Spotify also boasts 11 million artists on its platform, but of those 11 million, only 165,000 — less than 2% — have 10,000 monthly listeners.

“Even with putting a lot of money into it and pushing a lot of promotion, it’s almost impossible for a new regional artist or a regional artist with a collection of CDs to stand out as one in 11 million,” Richmond says. “People are kind of siloed and that’s just the way it is.”

Streaming platforms like Spotify and others have also rendered CDs almost useless, ending for many musicians the revenue stream they relied on in the past to support themselves and their families.

“Nobody buys CDs anymore,” McCartney says. “It hard to even find CD players. And why buy CDs when the music is available for free?”

It’s a perfect storm of frustration, but, luckily, the story doesn’t end there.

Light on the horizon

At its core, HDMG is built upon the idea of a collaboration among people who are committed to being “a transformative force for positive change.” That change starts where the music always starts, with the artists themselves.
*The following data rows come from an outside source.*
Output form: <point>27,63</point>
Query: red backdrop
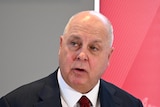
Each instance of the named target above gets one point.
<point>135,63</point>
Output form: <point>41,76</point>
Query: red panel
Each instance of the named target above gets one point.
<point>134,63</point>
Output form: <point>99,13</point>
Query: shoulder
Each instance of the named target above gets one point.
<point>28,93</point>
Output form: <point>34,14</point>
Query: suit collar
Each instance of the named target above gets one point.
<point>107,96</point>
<point>50,94</point>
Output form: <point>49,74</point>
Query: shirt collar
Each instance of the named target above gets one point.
<point>71,96</point>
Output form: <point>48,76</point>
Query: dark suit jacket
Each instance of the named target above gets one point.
<point>46,93</point>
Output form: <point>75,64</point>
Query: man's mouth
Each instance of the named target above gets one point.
<point>79,69</point>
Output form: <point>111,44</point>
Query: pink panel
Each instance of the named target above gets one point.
<point>135,63</point>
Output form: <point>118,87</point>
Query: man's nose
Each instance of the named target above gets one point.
<point>82,55</point>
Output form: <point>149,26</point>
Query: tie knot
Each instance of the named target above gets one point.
<point>84,102</point>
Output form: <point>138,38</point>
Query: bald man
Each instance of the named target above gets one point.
<point>84,53</point>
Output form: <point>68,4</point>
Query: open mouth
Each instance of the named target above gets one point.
<point>80,70</point>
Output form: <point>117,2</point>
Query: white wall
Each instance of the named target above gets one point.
<point>29,38</point>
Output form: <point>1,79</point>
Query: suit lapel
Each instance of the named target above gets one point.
<point>107,96</point>
<point>50,94</point>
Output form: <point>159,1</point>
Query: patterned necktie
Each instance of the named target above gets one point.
<point>84,102</point>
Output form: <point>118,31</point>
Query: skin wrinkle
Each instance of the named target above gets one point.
<point>85,49</point>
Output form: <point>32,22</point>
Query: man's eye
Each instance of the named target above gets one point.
<point>93,48</point>
<point>74,44</point>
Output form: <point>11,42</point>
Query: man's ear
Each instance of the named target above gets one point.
<point>110,53</point>
<point>60,43</point>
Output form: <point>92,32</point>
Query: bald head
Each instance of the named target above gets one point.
<point>92,18</point>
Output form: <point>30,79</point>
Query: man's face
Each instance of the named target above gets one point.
<point>84,54</point>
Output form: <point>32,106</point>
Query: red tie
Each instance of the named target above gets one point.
<point>84,102</point>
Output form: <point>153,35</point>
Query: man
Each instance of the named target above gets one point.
<point>85,49</point>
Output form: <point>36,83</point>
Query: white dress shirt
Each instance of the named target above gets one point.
<point>70,97</point>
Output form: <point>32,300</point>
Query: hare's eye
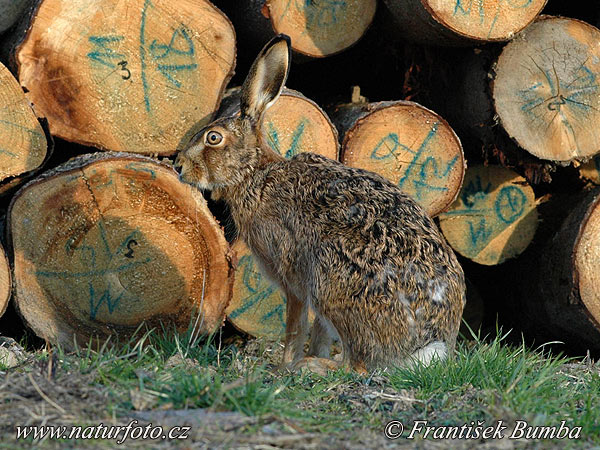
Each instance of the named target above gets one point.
<point>213,138</point>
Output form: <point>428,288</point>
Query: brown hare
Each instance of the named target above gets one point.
<point>345,241</point>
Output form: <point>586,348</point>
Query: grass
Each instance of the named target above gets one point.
<point>488,380</point>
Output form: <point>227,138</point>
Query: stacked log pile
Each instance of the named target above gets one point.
<point>486,113</point>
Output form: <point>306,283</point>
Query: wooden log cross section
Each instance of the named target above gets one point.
<point>317,28</point>
<point>321,28</point>
<point>292,125</point>
<point>108,241</point>
<point>23,145</point>
<point>406,143</point>
<point>561,287</point>
<point>546,90</point>
<point>455,22</point>
<point>494,218</point>
<point>133,75</point>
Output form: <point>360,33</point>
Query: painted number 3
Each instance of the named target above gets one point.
<point>125,72</point>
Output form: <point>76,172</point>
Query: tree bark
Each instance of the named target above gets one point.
<point>10,11</point>
<point>406,143</point>
<point>130,75</point>
<point>108,241</point>
<point>494,218</point>
<point>591,170</point>
<point>5,281</point>
<point>560,292</point>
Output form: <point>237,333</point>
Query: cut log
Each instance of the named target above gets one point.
<point>293,124</point>
<point>406,143</point>
<point>546,90</point>
<point>132,75</point>
<point>5,281</point>
<point>10,11</point>
<point>494,217</point>
<point>591,170</point>
<point>23,145</point>
<point>317,28</point>
<point>108,241</point>
<point>560,293</point>
<point>455,22</point>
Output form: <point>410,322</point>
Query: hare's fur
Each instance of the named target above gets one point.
<point>345,241</point>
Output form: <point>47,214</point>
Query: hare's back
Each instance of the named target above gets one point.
<point>354,196</point>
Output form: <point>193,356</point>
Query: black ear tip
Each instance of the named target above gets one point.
<point>282,37</point>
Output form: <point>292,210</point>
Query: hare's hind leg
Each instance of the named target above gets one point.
<point>322,335</point>
<point>296,328</point>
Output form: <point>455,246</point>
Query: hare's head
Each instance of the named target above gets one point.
<point>229,149</point>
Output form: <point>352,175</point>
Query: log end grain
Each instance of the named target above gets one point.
<point>546,89</point>
<point>323,28</point>
<point>494,218</point>
<point>107,242</point>
<point>485,21</point>
<point>411,146</point>
<point>128,76</point>
<point>23,145</point>
<point>296,124</point>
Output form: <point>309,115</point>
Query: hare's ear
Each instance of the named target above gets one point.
<point>266,78</point>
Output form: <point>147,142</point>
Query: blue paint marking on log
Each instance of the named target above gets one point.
<point>277,312</point>
<point>147,4</point>
<point>273,139</point>
<point>259,289</point>
<point>465,7</point>
<point>430,169</point>
<point>322,14</point>
<point>418,154</point>
<point>106,298</point>
<point>394,140</point>
<point>481,234</point>
<point>254,283</point>
<point>424,175</point>
<point>88,257</point>
<point>510,204</point>
<point>181,45</point>
<point>103,53</point>
<point>6,152</point>
<point>21,127</point>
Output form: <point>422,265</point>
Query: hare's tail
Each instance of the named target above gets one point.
<point>436,350</point>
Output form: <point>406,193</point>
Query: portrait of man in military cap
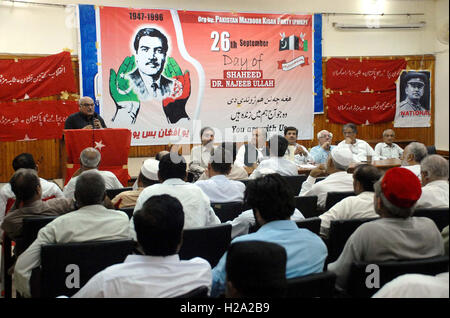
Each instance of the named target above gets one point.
<point>414,91</point>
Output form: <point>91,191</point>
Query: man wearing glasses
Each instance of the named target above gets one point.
<point>86,118</point>
<point>322,150</point>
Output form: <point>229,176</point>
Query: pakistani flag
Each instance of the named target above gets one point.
<point>289,43</point>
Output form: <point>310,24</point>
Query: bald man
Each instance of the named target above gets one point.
<point>86,118</point>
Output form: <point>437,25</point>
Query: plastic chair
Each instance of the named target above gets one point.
<point>390,270</point>
<point>439,216</point>
<point>312,224</point>
<point>80,260</point>
<point>313,285</point>
<point>227,211</point>
<point>335,197</point>
<point>307,205</point>
<point>340,231</point>
<point>209,243</point>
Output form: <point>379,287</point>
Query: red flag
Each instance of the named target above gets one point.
<point>39,77</point>
<point>34,119</point>
<point>361,108</point>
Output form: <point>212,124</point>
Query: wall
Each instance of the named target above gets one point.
<point>36,29</point>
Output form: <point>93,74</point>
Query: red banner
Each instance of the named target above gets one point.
<point>361,75</point>
<point>361,108</point>
<point>39,77</point>
<point>113,144</point>
<point>31,120</point>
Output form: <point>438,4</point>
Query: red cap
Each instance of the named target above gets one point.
<point>401,187</point>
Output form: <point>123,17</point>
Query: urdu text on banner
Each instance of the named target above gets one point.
<point>165,73</point>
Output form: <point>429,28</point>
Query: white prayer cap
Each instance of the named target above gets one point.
<point>150,169</point>
<point>342,155</point>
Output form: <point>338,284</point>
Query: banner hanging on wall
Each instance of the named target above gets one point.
<point>165,74</point>
<point>413,100</point>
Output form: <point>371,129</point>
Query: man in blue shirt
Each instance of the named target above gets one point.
<point>322,150</point>
<point>273,205</point>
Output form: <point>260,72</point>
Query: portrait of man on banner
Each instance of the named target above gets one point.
<point>149,75</point>
<point>413,99</point>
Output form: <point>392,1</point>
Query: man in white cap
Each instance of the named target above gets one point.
<point>395,235</point>
<point>338,179</point>
<point>147,177</point>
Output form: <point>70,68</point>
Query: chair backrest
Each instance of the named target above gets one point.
<point>307,205</point>
<point>65,268</point>
<point>209,242</point>
<point>199,292</point>
<point>31,227</point>
<point>387,271</point>
<point>312,224</point>
<point>340,231</point>
<point>295,182</point>
<point>111,193</point>
<point>227,211</point>
<point>313,285</point>
<point>439,216</point>
<point>128,211</point>
<point>335,197</point>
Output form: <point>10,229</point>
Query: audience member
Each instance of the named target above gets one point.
<point>276,163</point>
<point>196,204</point>
<point>250,155</point>
<point>295,152</point>
<point>415,286</point>
<point>396,235</point>
<point>218,188</point>
<point>90,160</point>
<point>337,180</point>
<point>322,150</point>
<point>255,269</point>
<point>26,186</point>
<point>354,207</point>
<point>147,177</point>
<point>413,154</point>
<point>200,155</point>
<point>434,172</point>
<point>359,148</point>
<point>159,272</point>
<point>91,222</point>
<point>273,205</point>
<point>49,190</point>
<point>388,149</point>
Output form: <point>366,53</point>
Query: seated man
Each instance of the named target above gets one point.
<point>337,180</point>
<point>91,222</point>
<point>273,205</point>
<point>218,188</point>
<point>295,152</point>
<point>196,205</point>
<point>359,148</point>
<point>434,172</point>
<point>147,177</point>
<point>250,155</point>
<point>7,197</point>
<point>396,235</point>
<point>255,269</point>
<point>388,149</point>
<point>200,155</point>
<point>90,160</point>
<point>159,272</point>
<point>26,186</point>
<point>321,152</point>
<point>354,207</point>
<point>413,154</point>
<point>276,162</point>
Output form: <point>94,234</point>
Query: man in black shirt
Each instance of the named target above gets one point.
<point>86,118</point>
Making a good, professional recording is out of reach for many artists. It’s just too expensive and, with the difficulty of selling physical media (CDs or vinyl, for example), the investment doesn’t pay off. Knowing that’s the reality, HDMG will directly invest in selected artists’ projects, including access to high quality recording and production of their music.

Although having a high-quality recording may not directly pay off in sales, it does help create a following, which pushes “live” performances, which, in turn, creates another revenue stream.

Knowing these things and being a successful artist also involves learning from those who have known success. Learning “the business” is another of HDMG’s areas of focus.

The decades of music that the artists who founded the non-profit have created is a legacy all its own, but their vision goes beyond now and themselves. A third goal of the non-profit is to collect and create a digitized archive of regional music — professional and otherwise — that preserves the extraordinary richness that has come out of this part of the country.

It’s about the audience

More than any other art form, the relationship between artist and audience is at the heart of things. Gilkyson, Hearne, Richmond and truly countless others have all said that it’s the audience that makes the music come alive. Keeping the music alive is now about the audience, too.

The non-profit plans to apply for grants to support them in making their vision a reality, but in going the distance and making it sustainable, the journey is reliant upon those who love the music that they hear financially supporting its continued creation.

“Will there be troubadours in the future if it gets too impossible to do,” Richmond asks. “We want to make it less impossible.”

“That’s what Howlin’ Dog Music Group is all about,” McCartney says.